Sanghi Industries Limited is the flagship company of the Ravi Sanghi Group. It has emerged as a major cement player in western India over the last few years. Company's 3 million tonnes per annum capacity plant in the Abdasa taluka of Kutch district in Gujarat is ranked as the second largest cement plant at one location in India. It is one of the top 3 players in Gujarat and is now increasing its presence in Maharashtra, Rajasthan and Madhya Pradesh.
Sanghi Industries has several firsts to its credit: First plant in India to install cross belt analyzer for micro analysis of limestone to ensure consistent superior quality of cement. First to install stacker and reclaimer for uniform homogenizing of each raw material and the first plant to have 100% robotic control systems to ensure consistently superior strength and quality of operations. Only Indian cement company to achieve Export House status in the first eight months of commencement of operations. First company in India to have a full fledged infrastructure, from day one, such as 58 MW power plant, own jetty to cater the needs of sea route transportation, desalination plant and road network.
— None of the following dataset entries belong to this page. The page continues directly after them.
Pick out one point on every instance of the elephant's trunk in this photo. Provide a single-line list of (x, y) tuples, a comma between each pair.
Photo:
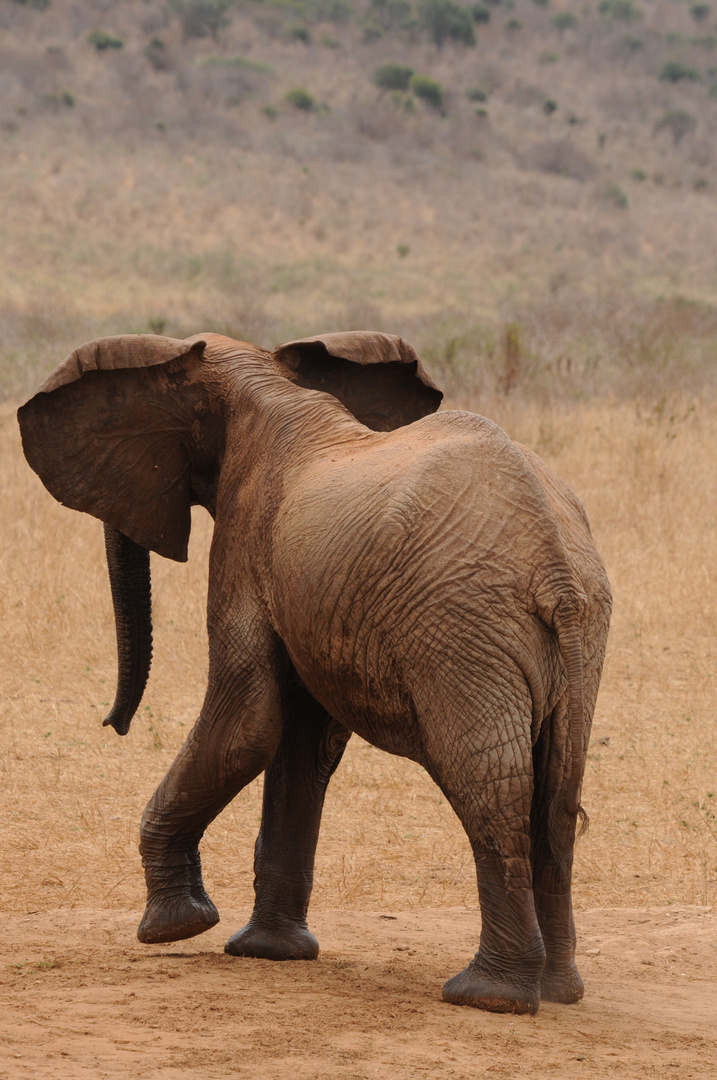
[(132, 599)]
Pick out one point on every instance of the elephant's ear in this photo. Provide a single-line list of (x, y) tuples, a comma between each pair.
[(110, 432), (377, 376)]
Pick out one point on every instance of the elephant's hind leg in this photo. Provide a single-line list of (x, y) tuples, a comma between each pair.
[(552, 873), (489, 784), (233, 740), (294, 790)]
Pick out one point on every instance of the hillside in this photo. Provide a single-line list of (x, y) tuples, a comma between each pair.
[(536, 210)]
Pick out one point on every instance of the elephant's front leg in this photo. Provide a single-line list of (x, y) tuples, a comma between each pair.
[(295, 784), (233, 740)]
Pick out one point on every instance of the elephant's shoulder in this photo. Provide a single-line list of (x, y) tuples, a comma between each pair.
[(560, 495)]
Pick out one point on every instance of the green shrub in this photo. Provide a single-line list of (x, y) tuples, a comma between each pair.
[(299, 32), (103, 41), (676, 71), (700, 12), (476, 94), (300, 98), (625, 10), (371, 31), (481, 13), (445, 21), (564, 21), (327, 11), (157, 54), (631, 44), (616, 196), (390, 13), (201, 18), (678, 122), (392, 77), (429, 91)]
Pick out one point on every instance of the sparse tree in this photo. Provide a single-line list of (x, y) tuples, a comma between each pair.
[(445, 21)]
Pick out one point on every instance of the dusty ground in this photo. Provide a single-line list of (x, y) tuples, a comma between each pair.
[(82, 999)]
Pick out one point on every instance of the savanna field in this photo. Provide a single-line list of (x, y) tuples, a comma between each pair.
[(526, 192)]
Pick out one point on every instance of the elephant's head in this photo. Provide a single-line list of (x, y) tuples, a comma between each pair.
[(132, 430)]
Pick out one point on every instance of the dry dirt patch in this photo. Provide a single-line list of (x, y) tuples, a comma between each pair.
[(81, 998)]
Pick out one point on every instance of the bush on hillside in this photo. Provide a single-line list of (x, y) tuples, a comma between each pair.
[(390, 14), (625, 10), (429, 91), (676, 71), (158, 55), (301, 99), (201, 18), (678, 122), (614, 194), (564, 21), (297, 31), (371, 31), (392, 77), (103, 41), (444, 21), (700, 12), (326, 11), (481, 13)]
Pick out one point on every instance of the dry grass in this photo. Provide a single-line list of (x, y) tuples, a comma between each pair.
[(71, 792), (170, 199), (166, 199)]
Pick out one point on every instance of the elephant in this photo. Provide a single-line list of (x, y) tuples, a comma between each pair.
[(377, 567)]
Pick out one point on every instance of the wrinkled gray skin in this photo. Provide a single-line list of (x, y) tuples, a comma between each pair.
[(433, 588)]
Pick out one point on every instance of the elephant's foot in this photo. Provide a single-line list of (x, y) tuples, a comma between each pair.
[(175, 917), (474, 987), (562, 984), (273, 940)]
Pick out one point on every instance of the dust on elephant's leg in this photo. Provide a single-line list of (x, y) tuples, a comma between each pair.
[(488, 781), (295, 784), (233, 740), (553, 872), (559, 980)]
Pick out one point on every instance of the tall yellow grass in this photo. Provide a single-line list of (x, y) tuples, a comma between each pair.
[(71, 792)]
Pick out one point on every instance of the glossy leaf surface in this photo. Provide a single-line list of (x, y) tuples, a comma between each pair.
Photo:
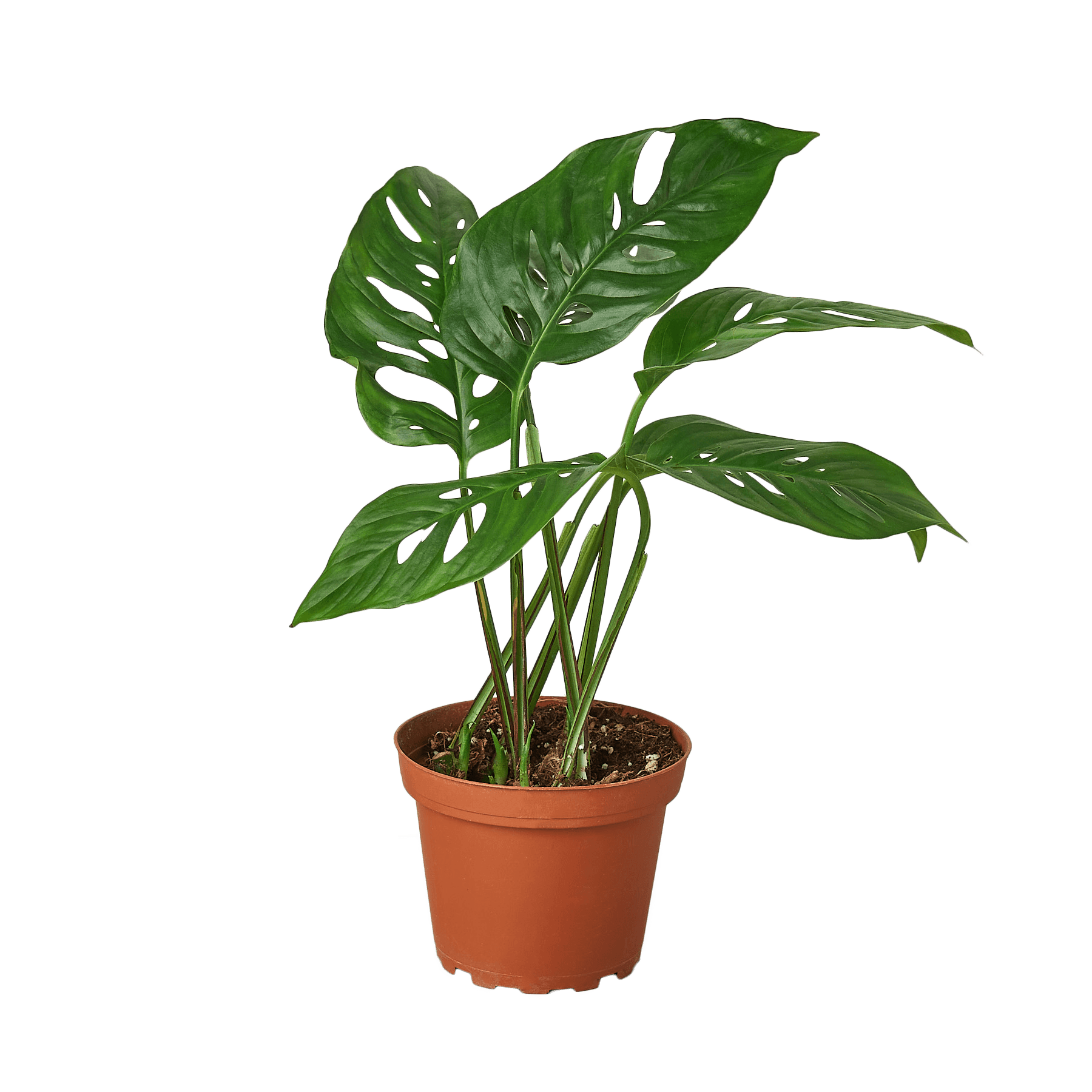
[(569, 267), (365, 571), (382, 281), (722, 322), (834, 488)]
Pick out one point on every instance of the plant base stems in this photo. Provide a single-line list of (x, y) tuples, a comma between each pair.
[(538, 601), (581, 571)]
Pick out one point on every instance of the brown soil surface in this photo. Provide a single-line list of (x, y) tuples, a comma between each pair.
[(621, 746)]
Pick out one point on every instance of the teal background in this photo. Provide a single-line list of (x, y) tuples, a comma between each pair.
[(877, 874)]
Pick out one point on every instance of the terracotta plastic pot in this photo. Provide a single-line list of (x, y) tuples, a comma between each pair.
[(540, 889)]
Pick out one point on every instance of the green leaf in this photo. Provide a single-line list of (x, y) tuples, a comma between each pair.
[(569, 267), (720, 322), (360, 319), (364, 571), (920, 540), (834, 488)]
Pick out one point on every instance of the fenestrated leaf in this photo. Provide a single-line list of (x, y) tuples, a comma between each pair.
[(835, 488), (571, 266), (360, 320), (364, 570), (920, 540), (721, 322)]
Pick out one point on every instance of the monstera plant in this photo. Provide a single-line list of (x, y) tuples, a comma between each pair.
[(558, 273)]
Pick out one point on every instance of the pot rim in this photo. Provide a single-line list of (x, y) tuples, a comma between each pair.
[(686, 743)]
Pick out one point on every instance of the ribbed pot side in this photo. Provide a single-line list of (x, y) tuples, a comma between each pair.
[(538, 889)]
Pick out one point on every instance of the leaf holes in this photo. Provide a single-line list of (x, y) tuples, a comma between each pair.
[(456, 541), (402, 352), (578, 312), (644, 252), (410, 543), (435, 348), (766, 485), (400, 300), (404, 385), (536, 268), (650, 166), (404, 226), (518, 326), (842, 315)]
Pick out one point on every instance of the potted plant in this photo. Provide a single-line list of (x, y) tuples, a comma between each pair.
[(542, 818)]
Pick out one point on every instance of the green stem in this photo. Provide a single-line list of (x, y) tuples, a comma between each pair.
[(516, 589), (614, 626), (556, 580), (544, 662), (519, 655), (593, 618), (539, 600), (635, 416), (493, 650)]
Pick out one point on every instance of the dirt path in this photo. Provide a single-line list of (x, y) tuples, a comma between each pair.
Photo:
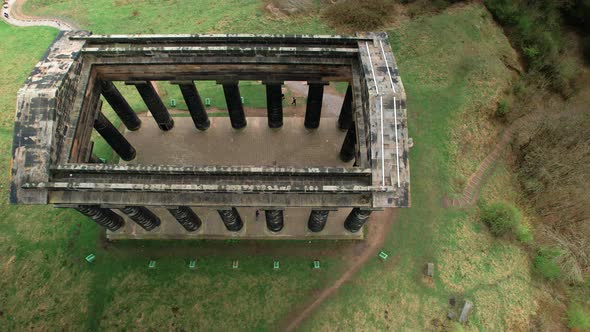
[(471, 191), (16, 18), (378, 227)]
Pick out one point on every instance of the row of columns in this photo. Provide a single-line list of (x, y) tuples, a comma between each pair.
[(230, 217), (274, 102)]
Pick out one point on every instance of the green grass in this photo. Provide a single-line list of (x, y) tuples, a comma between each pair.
[(47, 285), (451, 66), (180, 16)]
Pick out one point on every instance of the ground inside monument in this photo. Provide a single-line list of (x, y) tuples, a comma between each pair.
[(291, 145), (254, 145)]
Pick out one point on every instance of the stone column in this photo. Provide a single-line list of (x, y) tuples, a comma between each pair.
[(356, 219), (114, 138), (231, 219), (194, 104), (348, 150), (345, 119), (313, 112), (120, 105), (234, 104), (186, 217), (142, 216), (94, 159), (274, 220), (103, 217), (154, 103), (317, 220), (274, 104)]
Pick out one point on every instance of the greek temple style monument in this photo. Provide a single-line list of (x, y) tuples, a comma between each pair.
[(202, 176)]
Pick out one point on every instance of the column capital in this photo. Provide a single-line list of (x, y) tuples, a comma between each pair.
[(273, 82), (317, 83), (228, 81), (182, 82), (138, 82)]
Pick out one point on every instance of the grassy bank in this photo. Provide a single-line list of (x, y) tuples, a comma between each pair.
[(452, 67), (453, 70)]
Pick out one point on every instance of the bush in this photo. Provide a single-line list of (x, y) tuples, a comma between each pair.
[(545, 263), (502, 218), (502, 109), (359, 15), (524, 234), (578, 318), (536, 28)]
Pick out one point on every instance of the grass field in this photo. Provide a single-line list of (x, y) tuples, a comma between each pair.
[(452, 68)]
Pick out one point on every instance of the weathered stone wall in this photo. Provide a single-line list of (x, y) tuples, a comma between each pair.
[(43, 106)]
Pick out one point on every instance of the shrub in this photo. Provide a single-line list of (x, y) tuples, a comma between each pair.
[(502, 218), (545, 263), (577, 318), (523, 233), (502, 109), (359, 15), (536, 28)]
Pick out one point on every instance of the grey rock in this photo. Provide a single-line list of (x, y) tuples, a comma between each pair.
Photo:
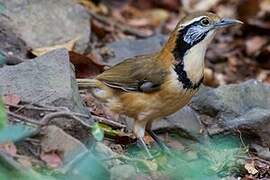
[(186, 121), (57, 139), (11, 43), (123, 172), (244, 106), (47, 80), (102, 151), (262, 152), (129, 48), (47, 23)]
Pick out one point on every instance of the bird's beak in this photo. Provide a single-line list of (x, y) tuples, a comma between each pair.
[(225, 22)]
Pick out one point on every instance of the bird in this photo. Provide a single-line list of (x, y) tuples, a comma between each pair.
[(150, 87)]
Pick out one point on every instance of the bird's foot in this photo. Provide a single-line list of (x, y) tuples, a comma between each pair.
[(144, 146)]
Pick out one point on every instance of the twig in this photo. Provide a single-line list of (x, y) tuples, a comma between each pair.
[(122, 27), (254, 158), (20, 107), (24, 118), (109, 122), (47, 118)]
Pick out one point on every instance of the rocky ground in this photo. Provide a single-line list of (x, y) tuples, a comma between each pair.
[(57, 131)]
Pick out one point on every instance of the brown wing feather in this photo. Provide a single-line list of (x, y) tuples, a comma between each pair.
[(141, 73)]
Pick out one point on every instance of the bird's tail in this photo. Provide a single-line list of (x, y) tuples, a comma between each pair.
[(97, 88)]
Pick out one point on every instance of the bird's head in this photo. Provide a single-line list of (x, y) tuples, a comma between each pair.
[(196, 29)]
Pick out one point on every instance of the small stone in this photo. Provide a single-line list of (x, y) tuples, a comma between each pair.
[(57, 140), (46, 80), (244, 106)]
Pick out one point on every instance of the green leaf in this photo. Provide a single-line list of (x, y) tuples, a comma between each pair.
[(3, 117), (97, 132)]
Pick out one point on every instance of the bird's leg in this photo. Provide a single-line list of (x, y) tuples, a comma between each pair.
[(139, 129), (142, 143), (157, 139)]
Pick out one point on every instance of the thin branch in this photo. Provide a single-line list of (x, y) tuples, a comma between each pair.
[(26, 119), (109, 122), (47, 118)]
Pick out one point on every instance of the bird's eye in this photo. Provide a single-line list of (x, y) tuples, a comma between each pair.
[(205, 22)]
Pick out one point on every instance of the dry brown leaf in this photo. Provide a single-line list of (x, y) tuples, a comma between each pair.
[(197, 5), (69, 46), (86, 67), (250, 167), (254, 44), (12, 99), (100, 8)]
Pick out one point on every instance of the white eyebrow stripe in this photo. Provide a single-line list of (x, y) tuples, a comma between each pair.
[(192, 21)]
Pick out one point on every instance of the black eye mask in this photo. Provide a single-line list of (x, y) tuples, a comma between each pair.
[(187, 38)]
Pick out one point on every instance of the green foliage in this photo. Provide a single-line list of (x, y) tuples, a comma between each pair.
[(15, 132), (207, 160), (3, 118), (2, 8)]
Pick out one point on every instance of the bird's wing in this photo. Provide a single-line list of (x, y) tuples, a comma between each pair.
[(141, 73)]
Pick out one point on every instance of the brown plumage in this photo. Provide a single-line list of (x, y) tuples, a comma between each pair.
[(150, 87)]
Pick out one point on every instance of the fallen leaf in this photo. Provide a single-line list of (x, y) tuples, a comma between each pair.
[(197, 5), (69, 46), (254, 44), (250, 167), (86, 67), (9, 148), (52, 159)]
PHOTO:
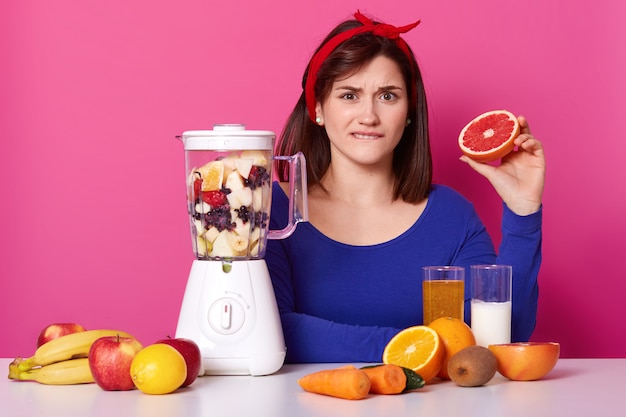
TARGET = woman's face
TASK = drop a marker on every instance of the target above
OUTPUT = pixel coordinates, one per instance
(365, 113)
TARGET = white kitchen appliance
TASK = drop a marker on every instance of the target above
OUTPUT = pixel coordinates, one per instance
(229, 308)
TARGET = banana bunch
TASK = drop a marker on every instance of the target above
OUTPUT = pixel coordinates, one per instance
(61, 361)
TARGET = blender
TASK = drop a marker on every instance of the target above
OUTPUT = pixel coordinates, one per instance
(229, 308)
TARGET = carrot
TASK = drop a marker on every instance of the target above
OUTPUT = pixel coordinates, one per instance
(348, 383)
(386, 379)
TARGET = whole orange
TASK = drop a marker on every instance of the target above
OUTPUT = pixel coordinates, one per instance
(455, 336)
(526, 361)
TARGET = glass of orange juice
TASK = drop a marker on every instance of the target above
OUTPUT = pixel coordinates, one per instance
(443, 292)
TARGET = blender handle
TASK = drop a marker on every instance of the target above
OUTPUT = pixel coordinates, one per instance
(298, 196)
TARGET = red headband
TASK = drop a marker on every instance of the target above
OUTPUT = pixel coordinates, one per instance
(379, 29)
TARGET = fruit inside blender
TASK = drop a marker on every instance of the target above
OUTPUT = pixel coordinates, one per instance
(229, 198)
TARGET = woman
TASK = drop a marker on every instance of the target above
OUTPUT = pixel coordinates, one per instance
(350, 279)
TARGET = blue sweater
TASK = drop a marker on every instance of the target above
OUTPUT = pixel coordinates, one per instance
(343, 303)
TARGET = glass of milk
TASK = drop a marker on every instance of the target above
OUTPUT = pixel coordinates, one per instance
(491, 303)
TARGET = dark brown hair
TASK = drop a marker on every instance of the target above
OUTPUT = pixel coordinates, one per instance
(412, 160)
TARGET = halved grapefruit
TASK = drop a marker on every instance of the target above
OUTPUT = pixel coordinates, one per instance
(489, 136)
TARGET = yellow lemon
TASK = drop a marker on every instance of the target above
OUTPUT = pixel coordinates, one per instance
(158, 369)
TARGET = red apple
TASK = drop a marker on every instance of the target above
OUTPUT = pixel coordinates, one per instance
(191, 353)
(109, 360)
(56, 330)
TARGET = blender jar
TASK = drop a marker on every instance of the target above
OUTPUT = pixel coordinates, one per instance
(229, 186)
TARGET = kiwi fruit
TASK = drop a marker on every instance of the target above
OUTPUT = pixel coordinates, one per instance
(472, 367)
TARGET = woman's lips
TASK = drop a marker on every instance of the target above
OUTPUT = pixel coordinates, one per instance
(363, 135)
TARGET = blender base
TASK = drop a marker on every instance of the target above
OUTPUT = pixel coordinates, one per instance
(233, 317)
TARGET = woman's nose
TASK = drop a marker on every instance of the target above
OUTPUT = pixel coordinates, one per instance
(368, 114)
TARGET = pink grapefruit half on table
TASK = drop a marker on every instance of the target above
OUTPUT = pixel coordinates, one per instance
(489, 136)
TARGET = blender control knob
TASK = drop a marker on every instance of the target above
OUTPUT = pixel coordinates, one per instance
(226, 315)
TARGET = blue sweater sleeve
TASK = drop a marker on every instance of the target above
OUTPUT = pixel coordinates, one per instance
(521, 248)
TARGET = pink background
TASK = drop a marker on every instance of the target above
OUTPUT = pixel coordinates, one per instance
(93, 224)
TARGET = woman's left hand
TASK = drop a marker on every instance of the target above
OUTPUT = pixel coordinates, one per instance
(520, 178)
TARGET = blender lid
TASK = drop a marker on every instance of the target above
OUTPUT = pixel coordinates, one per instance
(228, 137)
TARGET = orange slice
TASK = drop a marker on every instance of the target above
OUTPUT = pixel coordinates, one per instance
(418, 348)
(489, 136)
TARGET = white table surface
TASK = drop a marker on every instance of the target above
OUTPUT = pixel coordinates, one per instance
(576, 387)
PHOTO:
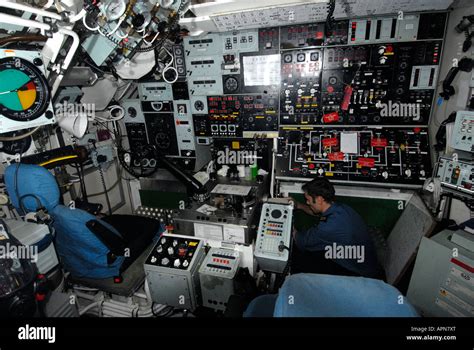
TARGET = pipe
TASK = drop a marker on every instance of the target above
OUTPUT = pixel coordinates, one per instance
(78, 17)
(8, 19)
(89, 307)
(27, 38)
(72, 49)
(67, 60)
(37, 11)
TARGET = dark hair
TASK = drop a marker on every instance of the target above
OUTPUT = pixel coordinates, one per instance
(320, 187)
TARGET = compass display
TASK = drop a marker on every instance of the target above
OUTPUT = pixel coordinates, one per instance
(24, 91)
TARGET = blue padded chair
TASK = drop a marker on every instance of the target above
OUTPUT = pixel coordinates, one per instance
(97, 252)
(315, 295)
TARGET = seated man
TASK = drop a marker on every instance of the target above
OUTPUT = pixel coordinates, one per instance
(340, 244)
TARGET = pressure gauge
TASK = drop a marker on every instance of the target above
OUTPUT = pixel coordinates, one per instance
(24, 91)
(115, 9)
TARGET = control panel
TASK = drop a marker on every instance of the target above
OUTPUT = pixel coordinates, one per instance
(184, 128)
(171, 271)
(216, 275)
(238, 116)
(456, 175)
(384, 155)
(164, 216)
(174, 252)
(274, 236)
(463, 133)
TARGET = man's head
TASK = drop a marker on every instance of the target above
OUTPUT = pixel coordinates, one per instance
(319, 194)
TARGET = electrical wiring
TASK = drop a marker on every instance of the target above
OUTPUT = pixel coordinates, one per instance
(84, 22)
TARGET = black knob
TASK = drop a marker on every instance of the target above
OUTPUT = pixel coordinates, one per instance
(138, 20)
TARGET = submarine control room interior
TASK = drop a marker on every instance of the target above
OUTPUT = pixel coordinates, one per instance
(236, 158)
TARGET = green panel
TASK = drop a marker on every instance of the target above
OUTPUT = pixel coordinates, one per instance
(378, 213)
(165, 200)
(10, 81)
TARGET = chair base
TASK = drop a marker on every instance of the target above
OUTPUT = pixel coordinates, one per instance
(133, 277)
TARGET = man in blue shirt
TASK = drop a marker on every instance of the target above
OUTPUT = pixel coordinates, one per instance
(340, 244)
It was amongst the first few cement players to focus on branding a commodity product like cement in India. Today, the 'Sanghi Cement' brand is a household name across Gujarat. It is now focusing on emulating this success story in the neighbouring states. Unique initiatives like its 'Toll Free Service', 'Customer Care Centres' and 'Shakti Raths' have further cemented the Sanghi Cement brand's recall value amongst retail as well as institutional customers.
Please tell us about the recently announced capacity expansion at Sanghipuram?
We plan to increase our current capacity of 3 MTPA to 7 MTPA over the next few years through a mix of debt and equity funding.
How is the Indian cement industry compared in the global market?
Global cement production has been growing at an average rate of 6.4% in the last five years from 2.57 billion tonnes in 2006 to 3.29 billion tonnes in 2010. China, with an average annual growth of 11% and India, with an average annual growth of around 10% have been the major growth drivers of the global cement output. India is the second largest cement producer in world after China.
The turnover of the Indian cement industry has been estimated at $25 billion in 2010-11. During the last five years (2006–2011), while installed capacity increased at an average annual rate of 13.6%, production witnessed an increase of 9.1% during this period. Total capacity that is expected to be created/commissioned at the end of Eleventh Five Year Plan by 2011-12 is 331 million tonnes, about 10% higher than the plan target. Since there has been a slowdown in the GDP growth and a drop in the demand for cement, particularly in the period 2009–12, this additional capacity has led to lower capacity utilisation. Capacity utilisation has come down from around 94% during 2006-07 to about 84% during 2009-10 and is expected at around 75% in 2011-12.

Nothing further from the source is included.